MSF draws attention to need for clean drinking water for cyclone survivors
by -
Solomon
New Delhi – Access to clean drinking water remains one of the biggest challenges in the aftermath of Cyclone Nargis, with hundreds of wells contaminated in most townships in Burma's Irrawaddy Delta, Paris-based Medicines Sans Frontieres (MSF) said.

New Delhi – Access to clean drinking water remains one of the biggest challenges in the aftermath of Cyclone Nargis, with hundreds of wells contaminated in most townships in Burma's Irrawaddy Delta, Paris-based Medicines Sans Frontieres (MSF) said.

MSF or Doctors Without Borders said clean drinking water was urgently required to prevent outbreak of diseases among the cyclone survivors.

Juli Niebuhr, the MSF spokesperson in Burma told Mizzima that almost all the wells in every village they had examined were contaminated.

Niebuhr said the MSF have helped villagers clean several wells, with an average of more then 300 wells in some townships.

"At the moment it is the rainy season, so people would be able to collect rain water for drinking purposes, but when the rain stops, people would need to have water supply," Juli Niebuhr, MSF spokesperson in Burma said.

The group said, as a preventive step against an outbreak of diseases, it has also begun to set-up two water treatment units in the delta, which was worst hit by the cyclone, which left 138,000 dead and thousands missing.
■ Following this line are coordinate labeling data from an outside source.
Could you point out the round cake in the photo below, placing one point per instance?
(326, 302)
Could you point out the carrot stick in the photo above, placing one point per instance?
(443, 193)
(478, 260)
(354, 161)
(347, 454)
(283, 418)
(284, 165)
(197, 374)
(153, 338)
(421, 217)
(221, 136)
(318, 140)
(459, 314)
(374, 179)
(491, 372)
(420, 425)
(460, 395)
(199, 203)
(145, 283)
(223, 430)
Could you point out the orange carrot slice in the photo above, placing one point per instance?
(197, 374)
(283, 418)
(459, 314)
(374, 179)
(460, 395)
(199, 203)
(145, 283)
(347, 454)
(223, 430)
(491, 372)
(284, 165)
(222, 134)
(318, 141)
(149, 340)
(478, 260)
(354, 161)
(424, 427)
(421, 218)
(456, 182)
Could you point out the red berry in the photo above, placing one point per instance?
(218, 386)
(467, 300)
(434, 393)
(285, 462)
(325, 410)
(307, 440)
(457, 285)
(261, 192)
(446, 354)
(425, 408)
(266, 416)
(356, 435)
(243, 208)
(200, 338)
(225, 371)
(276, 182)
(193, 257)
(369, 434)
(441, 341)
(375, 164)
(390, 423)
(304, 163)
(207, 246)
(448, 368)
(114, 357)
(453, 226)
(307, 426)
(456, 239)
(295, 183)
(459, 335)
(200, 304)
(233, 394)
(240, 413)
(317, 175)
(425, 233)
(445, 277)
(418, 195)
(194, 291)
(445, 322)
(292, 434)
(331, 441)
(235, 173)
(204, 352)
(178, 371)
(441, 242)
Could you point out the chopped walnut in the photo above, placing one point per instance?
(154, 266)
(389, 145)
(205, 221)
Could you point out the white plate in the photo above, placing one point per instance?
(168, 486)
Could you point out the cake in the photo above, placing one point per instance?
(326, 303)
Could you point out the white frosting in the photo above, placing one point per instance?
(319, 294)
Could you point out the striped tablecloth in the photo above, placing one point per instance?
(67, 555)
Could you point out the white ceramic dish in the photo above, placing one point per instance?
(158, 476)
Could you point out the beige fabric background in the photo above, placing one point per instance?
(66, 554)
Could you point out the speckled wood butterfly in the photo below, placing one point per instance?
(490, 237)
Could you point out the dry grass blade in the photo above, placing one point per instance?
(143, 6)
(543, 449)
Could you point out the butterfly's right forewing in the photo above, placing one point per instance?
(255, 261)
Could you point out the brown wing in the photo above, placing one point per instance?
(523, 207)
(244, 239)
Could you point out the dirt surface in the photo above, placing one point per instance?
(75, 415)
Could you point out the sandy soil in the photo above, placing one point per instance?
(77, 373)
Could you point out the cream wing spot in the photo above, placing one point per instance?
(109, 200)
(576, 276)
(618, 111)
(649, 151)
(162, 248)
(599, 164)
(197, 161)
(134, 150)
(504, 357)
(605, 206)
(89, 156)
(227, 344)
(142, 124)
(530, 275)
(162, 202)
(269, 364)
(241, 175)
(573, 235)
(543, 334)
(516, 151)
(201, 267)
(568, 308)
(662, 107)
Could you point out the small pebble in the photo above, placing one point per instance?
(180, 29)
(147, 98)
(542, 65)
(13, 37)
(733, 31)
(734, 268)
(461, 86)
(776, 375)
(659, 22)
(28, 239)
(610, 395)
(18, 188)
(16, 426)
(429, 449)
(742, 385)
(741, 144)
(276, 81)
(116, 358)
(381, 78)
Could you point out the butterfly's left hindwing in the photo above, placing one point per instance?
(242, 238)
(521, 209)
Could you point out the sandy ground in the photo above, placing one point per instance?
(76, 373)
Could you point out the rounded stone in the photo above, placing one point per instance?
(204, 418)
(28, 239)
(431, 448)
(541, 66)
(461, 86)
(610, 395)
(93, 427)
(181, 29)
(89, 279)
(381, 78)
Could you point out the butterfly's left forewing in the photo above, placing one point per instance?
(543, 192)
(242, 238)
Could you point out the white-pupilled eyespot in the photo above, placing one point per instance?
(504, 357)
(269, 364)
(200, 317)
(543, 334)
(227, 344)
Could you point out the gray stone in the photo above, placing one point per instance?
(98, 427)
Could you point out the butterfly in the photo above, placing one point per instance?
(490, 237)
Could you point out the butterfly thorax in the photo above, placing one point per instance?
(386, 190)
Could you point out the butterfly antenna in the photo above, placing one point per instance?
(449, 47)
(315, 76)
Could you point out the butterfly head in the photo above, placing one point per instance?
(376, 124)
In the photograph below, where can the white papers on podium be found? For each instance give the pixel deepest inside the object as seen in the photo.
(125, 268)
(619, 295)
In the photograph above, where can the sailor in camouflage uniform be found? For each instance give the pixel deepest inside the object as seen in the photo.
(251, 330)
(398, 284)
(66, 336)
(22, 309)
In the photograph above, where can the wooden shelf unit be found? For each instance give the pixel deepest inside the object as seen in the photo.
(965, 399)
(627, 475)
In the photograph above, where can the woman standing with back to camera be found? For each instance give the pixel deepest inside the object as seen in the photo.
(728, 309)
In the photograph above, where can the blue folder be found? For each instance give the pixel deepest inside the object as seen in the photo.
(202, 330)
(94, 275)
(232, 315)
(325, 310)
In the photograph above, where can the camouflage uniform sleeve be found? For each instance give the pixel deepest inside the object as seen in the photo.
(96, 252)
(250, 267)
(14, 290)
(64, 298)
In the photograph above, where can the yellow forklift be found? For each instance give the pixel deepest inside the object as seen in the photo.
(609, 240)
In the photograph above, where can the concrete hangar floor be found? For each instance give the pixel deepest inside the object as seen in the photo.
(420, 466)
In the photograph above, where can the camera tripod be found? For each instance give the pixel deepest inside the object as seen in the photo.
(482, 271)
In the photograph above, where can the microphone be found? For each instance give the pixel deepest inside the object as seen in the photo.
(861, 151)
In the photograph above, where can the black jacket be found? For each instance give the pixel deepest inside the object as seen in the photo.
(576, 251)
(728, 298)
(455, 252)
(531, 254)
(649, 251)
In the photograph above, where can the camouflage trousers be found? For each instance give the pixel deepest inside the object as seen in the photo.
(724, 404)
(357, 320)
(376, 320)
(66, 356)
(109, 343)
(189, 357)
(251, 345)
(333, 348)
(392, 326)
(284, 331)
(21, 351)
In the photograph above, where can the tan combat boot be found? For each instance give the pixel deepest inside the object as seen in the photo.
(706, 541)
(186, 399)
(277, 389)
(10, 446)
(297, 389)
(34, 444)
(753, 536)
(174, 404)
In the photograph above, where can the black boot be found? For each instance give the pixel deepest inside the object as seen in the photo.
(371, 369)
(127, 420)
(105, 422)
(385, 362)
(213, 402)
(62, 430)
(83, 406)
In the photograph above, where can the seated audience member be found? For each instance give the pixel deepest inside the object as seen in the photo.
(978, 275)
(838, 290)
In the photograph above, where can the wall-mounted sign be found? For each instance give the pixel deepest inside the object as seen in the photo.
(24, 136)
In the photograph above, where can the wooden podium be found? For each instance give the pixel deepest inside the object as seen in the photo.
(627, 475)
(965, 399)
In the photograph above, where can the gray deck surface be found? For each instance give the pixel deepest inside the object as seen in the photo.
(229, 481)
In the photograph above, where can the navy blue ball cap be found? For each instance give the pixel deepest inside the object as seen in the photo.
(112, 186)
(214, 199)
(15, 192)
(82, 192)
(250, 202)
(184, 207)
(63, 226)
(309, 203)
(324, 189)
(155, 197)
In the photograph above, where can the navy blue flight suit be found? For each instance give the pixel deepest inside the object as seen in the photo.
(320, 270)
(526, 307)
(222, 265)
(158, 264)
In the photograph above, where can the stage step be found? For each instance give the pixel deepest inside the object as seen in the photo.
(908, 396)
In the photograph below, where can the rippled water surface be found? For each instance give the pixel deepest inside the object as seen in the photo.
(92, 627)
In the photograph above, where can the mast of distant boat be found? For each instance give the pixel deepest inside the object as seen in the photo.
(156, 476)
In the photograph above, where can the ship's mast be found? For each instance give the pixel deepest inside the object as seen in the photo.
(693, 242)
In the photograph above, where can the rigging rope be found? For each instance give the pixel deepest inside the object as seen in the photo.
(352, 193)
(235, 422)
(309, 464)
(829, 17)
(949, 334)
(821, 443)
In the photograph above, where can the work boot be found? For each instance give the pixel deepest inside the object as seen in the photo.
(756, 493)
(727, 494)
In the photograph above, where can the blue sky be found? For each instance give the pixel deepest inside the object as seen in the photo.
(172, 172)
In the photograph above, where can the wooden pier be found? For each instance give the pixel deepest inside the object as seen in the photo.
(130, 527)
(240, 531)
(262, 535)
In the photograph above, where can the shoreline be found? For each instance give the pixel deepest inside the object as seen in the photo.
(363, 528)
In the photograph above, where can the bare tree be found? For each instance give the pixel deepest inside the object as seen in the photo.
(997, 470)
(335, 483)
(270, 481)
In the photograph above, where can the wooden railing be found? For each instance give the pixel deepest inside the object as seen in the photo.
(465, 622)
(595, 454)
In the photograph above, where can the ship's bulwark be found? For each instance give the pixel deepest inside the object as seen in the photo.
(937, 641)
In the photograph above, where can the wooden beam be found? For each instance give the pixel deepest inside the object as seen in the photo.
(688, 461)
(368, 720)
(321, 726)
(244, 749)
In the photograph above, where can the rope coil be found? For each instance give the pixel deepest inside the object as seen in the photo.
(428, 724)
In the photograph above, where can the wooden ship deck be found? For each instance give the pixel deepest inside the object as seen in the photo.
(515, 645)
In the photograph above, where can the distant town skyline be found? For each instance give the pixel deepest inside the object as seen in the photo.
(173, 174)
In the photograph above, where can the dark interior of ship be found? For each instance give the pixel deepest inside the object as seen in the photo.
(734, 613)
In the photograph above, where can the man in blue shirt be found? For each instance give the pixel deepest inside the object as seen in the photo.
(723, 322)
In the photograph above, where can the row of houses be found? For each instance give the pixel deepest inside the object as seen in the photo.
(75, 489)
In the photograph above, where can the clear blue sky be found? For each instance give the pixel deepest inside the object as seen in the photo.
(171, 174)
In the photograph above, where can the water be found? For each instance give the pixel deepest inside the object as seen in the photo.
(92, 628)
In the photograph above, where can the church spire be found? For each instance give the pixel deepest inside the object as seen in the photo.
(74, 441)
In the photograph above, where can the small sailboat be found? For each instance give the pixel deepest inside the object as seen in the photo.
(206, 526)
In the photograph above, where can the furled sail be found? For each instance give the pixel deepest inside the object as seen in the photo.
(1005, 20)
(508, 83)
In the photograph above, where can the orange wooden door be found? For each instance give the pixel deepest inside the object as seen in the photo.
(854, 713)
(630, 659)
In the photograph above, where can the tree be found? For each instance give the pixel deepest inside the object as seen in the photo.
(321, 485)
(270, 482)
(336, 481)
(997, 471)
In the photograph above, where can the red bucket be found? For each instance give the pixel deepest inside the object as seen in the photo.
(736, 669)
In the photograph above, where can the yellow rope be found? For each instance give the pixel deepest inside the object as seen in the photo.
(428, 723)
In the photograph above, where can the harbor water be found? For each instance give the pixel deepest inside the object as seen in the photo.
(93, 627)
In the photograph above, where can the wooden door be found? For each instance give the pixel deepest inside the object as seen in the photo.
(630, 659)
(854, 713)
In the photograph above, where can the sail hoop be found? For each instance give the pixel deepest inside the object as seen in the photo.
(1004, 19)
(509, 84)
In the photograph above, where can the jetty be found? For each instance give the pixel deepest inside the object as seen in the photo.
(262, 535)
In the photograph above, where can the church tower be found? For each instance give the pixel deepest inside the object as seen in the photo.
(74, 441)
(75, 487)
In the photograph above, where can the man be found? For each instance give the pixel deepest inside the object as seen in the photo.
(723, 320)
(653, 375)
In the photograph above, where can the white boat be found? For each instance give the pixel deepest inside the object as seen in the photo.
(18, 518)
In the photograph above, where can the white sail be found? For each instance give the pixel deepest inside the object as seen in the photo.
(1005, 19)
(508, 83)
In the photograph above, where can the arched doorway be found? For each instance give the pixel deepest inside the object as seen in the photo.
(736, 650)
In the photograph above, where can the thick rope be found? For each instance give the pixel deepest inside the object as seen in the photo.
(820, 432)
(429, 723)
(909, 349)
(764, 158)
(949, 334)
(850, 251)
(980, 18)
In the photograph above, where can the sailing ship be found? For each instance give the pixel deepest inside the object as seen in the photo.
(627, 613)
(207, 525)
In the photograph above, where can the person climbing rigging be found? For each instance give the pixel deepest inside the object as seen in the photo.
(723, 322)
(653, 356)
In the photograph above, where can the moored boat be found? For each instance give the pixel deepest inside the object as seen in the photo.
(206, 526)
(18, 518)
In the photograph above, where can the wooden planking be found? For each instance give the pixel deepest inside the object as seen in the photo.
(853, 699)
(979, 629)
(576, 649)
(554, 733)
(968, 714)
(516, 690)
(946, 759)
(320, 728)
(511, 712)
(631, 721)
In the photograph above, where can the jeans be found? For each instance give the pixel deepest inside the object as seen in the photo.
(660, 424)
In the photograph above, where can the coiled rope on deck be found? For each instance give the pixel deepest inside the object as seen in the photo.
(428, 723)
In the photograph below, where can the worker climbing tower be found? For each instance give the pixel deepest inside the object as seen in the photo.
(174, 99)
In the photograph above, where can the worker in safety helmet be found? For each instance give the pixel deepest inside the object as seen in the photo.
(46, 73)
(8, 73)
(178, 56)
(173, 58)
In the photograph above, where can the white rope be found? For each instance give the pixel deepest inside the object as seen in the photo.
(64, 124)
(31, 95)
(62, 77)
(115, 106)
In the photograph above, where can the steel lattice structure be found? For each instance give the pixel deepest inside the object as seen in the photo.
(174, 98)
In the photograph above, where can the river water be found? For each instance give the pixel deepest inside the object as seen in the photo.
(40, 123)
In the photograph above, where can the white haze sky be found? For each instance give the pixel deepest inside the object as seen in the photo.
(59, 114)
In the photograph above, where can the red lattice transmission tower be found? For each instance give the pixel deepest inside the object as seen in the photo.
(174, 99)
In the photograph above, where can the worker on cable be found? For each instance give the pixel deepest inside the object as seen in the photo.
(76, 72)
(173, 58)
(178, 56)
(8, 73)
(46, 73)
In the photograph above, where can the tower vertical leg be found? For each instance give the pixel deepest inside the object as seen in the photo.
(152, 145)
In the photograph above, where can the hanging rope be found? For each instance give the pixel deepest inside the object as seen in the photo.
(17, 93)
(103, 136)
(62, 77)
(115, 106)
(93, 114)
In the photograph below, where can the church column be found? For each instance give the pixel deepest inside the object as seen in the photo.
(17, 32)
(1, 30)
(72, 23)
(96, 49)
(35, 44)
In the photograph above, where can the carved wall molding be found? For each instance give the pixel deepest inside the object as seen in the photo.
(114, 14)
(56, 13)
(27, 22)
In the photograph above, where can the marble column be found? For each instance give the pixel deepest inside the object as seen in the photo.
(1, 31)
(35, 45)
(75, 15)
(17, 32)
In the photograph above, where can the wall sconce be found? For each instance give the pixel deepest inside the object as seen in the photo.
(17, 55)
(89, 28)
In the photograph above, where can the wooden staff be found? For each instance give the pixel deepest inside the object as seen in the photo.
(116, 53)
"We have not finished supplying water for all the villages yet, and we are continuing to clean wells," Niebuhr, who is also the Deputy Country Manager of MSF in Burma, said.

MSF has said there is a possibility of malaria, dengue and diaorrhea occurring among cyclone survivors in many areas in the delta region but they have not seen any outbreak so far.

"If people have clean water source, it will definitely help prevent an outbreak of diseases," Niebuhr added.

Meanwhile, other aid groups including a Christian Non-Governmental Organization, Church World Service (CWS) and International Federation of Red Cross (IFRC), have also begun to help survivors receive clean drinking water.

Jan Dragin spokesperson of CWS in the United States said their group has started supplying water baskets in order to help cyclone survivors collect rain water and filter it for drinking.

She added that CWS has distributed 3,944 water baskets along with sanitation chemicals and each water container can store clean drinking water for 250 people per day.

She said, there were still a lot of people who needed clean drinking water and they were continuing to provide more materials but the group was currently focussing on restoration of farmlands that would enable farmers to begin planting rice on time.

Zach Abraham, spokesman of the International Federation of Red Cross in Geneva said, his organization had also begun to provide the cyclone survivors with water purification units, which purify drinking water.

Abraham said the IFRC water units have been producing a million litres of clean drinking water every day.

"We are producing over a million litres of clean drinking water everyday and reaching roughly 600,000 people in the delta region," Abraham said.

Besides, the IFRC said it was also conducting trainings for local staff in handling water sanitation units.

"We have water units in Laputta, Bogale and in Mawlamyinegyun," Abraham added.

Despite efforts by international aid groups to help survivors find clean drinking water, the MSF said the need for more clean water is still huge and the current pace of purifying water could fall short once the rainy season was over.